Farmers may be sceptical of yet another attempt – this time nationally – to wind back water use in the Murray Darling Basin to more sustainable levels and are concerned about what this might mean for existing entitlements.
But the new Murray Darling Basin Authority chairman Mike Taylor said farmers' rights must and will be clearly defined.
He said they will also be transparent, but will explicitly detail all the risks associated with holding a water entitlement in a future with less water.
While recent high-profile purchases of water for the environment have dominated attention given to the Government's national reforms of the Murray Darling, the MDBA last week released a new "concept statement" which outlines the steps the authority will go through to develop this new national management plan and ultimately cap ground and surface water extractions.
A proposed plan will be released in July next year for comment, with a final plan in out in 2011.
One of the most important changes with this plan will be having clear consistent property rights right across the basin, Mr Taylor said.

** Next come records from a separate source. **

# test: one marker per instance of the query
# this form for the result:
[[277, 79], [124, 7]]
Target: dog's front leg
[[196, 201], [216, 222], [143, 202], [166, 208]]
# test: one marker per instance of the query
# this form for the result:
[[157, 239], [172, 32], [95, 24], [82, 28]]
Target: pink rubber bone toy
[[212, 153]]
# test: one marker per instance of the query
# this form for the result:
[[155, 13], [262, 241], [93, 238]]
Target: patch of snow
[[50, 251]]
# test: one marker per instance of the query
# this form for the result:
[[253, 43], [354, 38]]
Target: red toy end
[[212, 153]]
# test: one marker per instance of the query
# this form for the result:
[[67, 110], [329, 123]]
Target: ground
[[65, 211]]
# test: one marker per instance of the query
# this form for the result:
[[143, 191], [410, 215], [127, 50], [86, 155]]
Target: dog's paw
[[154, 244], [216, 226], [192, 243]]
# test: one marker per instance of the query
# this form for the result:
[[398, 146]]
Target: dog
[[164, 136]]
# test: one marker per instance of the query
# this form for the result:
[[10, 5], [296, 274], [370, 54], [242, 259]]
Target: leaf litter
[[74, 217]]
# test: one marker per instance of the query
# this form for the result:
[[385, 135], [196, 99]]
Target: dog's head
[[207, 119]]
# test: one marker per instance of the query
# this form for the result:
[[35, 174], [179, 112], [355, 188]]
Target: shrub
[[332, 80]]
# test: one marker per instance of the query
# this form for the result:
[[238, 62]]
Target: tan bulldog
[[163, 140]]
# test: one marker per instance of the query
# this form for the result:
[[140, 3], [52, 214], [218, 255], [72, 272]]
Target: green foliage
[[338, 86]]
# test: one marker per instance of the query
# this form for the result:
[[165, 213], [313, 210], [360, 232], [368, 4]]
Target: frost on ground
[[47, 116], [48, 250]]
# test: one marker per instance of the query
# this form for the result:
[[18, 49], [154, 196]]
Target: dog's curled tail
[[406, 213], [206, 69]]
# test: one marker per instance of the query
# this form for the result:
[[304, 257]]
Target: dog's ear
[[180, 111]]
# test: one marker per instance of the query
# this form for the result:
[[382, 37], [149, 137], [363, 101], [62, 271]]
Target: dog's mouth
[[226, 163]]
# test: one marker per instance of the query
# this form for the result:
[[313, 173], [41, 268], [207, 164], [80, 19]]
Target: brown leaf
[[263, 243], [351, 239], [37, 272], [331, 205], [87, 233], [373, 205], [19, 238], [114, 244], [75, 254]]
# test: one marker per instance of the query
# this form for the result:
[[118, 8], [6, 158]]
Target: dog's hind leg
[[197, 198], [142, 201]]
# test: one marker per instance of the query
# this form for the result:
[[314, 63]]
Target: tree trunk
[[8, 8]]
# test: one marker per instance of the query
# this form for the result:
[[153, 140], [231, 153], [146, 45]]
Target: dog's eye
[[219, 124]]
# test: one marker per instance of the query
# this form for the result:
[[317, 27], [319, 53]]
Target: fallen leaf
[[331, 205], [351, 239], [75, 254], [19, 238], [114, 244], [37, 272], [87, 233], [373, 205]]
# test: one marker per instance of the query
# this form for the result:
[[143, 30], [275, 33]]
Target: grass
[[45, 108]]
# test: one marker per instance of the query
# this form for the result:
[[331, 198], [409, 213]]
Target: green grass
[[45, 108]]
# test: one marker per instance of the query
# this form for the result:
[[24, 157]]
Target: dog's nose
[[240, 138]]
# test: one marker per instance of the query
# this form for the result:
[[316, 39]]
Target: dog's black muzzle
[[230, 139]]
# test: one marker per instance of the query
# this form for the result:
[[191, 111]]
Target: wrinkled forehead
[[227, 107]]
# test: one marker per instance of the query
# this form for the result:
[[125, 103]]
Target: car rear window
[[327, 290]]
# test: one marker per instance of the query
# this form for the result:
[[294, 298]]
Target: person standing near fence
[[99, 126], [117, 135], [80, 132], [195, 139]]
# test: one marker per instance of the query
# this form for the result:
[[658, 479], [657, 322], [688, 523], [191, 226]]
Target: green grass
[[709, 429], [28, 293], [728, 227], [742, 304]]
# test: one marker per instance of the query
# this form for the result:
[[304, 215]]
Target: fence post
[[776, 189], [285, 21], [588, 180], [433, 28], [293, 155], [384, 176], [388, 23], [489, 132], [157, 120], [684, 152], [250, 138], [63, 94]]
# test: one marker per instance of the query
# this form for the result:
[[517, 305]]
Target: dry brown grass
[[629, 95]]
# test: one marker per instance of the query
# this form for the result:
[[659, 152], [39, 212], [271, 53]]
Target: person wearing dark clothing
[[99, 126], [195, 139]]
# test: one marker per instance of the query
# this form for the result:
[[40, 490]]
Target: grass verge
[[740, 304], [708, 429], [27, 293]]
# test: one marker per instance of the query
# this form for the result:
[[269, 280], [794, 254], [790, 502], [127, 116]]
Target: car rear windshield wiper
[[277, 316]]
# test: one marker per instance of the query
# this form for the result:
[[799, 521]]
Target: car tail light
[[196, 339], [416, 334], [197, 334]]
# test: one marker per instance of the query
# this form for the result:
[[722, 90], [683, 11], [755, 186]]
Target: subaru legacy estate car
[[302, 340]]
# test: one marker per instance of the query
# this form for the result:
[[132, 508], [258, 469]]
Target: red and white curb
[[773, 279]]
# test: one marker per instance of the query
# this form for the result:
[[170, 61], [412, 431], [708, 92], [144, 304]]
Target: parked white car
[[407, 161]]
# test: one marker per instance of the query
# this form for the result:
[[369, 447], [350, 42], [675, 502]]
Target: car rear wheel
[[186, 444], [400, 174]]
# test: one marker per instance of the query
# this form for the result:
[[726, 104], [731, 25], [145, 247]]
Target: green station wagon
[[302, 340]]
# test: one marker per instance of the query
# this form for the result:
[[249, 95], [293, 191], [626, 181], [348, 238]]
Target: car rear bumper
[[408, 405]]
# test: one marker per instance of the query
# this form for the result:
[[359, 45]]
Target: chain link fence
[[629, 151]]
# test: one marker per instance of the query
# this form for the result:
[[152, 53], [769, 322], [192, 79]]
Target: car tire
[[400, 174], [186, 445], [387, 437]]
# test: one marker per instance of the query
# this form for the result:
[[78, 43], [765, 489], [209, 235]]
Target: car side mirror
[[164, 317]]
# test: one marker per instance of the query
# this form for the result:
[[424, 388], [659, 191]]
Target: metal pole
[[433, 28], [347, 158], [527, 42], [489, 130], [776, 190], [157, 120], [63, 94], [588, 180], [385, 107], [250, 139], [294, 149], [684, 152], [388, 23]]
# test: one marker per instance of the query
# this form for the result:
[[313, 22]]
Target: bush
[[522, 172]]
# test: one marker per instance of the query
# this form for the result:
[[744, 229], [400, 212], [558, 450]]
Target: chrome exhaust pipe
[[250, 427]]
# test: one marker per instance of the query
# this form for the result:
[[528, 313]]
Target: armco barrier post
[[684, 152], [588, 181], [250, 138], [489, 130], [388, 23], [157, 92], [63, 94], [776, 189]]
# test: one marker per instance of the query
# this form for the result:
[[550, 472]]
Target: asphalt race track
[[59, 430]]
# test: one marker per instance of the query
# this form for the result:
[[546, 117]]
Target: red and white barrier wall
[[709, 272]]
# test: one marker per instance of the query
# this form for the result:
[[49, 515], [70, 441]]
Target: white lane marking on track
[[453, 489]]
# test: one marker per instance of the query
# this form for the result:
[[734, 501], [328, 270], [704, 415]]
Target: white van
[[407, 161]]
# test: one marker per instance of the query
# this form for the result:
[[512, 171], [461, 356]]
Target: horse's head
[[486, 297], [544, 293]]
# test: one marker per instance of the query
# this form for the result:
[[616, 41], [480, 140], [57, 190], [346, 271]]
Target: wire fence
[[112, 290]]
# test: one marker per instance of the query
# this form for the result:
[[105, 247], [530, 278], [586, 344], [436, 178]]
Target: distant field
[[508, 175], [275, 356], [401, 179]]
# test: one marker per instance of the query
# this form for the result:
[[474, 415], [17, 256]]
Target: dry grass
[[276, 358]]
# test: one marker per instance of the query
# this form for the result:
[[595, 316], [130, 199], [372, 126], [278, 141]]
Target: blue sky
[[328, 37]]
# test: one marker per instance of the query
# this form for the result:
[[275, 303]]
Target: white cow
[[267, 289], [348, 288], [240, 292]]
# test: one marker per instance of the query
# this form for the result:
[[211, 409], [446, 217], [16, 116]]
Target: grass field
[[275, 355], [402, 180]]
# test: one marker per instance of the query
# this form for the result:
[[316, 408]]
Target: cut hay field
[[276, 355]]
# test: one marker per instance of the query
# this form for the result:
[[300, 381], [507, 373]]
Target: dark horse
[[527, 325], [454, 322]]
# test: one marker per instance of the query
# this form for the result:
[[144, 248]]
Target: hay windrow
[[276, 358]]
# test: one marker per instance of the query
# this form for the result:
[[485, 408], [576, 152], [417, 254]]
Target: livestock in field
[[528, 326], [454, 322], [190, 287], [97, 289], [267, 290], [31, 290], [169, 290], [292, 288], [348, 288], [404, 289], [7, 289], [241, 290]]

"What is meant by water in one part of the basin is understood (differently) in another part of the basin," Mr Taylor said.
"There will be clear registers of those rights and farmers can actually get clarity about what is available.
"Importantly there need to be clear trading regimes so when trades take place people generally understand what is happening."
Mr Taylor said he could understand the anxieties of farmers as their communities entered another period of water planning.
He said a continual shifting of the goal posts in terms of cuts in allocation were a good indication of the poor decisions of the past.
"We've been issuing water property rights as though we knew what future rainfall was going to look like and what future certainty was going to look like in terms of climate, or climate variability, and this is what we are now paying the price for," Mr Taylor said.
"We made all those water allocation decisions then we've been confronted with a decade of dramatically less inflow.
"So a critical part of the future is being much clearer about what the certainties might be around your property right and what the risks are that you're going to carry with it.
"As a nation we gave farmers a large amount of water with a hand over the heart and a promise that would always be provided. But there was no good basis for it."
Mr Taylor, who grew up at Donald in country Victoria, said he can still see a major role for irrigation and agriculture in the Murray Darling Basin.
"I don't think there's any doubt that the role of irrigation would continue to be a significant part but it will have to be within the new sustainable limits that are going to be determined off the back of environmental, scientific and knowledge-based information," he said.
"I don't think there's any doubt that we are going to see some very high productivity coming from that water and high-value being delivered from it.
"When water becomes scarce we actually put better systems in place to get much better productivity from it.
"I don't think we should see anything that the authority's undertaking other than working to put an environment in place that actually sustains and improves significantly a very degraded environment."
That said, Mr Taylor made it clear the status quo was not going to continue, although he argues there have already been significant changes to the way water is used and what it is used for.
"A very simple way of looking at this is the way in which the basin is used for irrigation compared to 25 years ago – this has already changed very dramatically," he said.
"There was once a time when water in the basin was used extensively for wheat production and fat lamb grazing.
"That no longer occurs and one would expect that in changes in practices and greater efficiency in water use you would see a different set of industries evolving."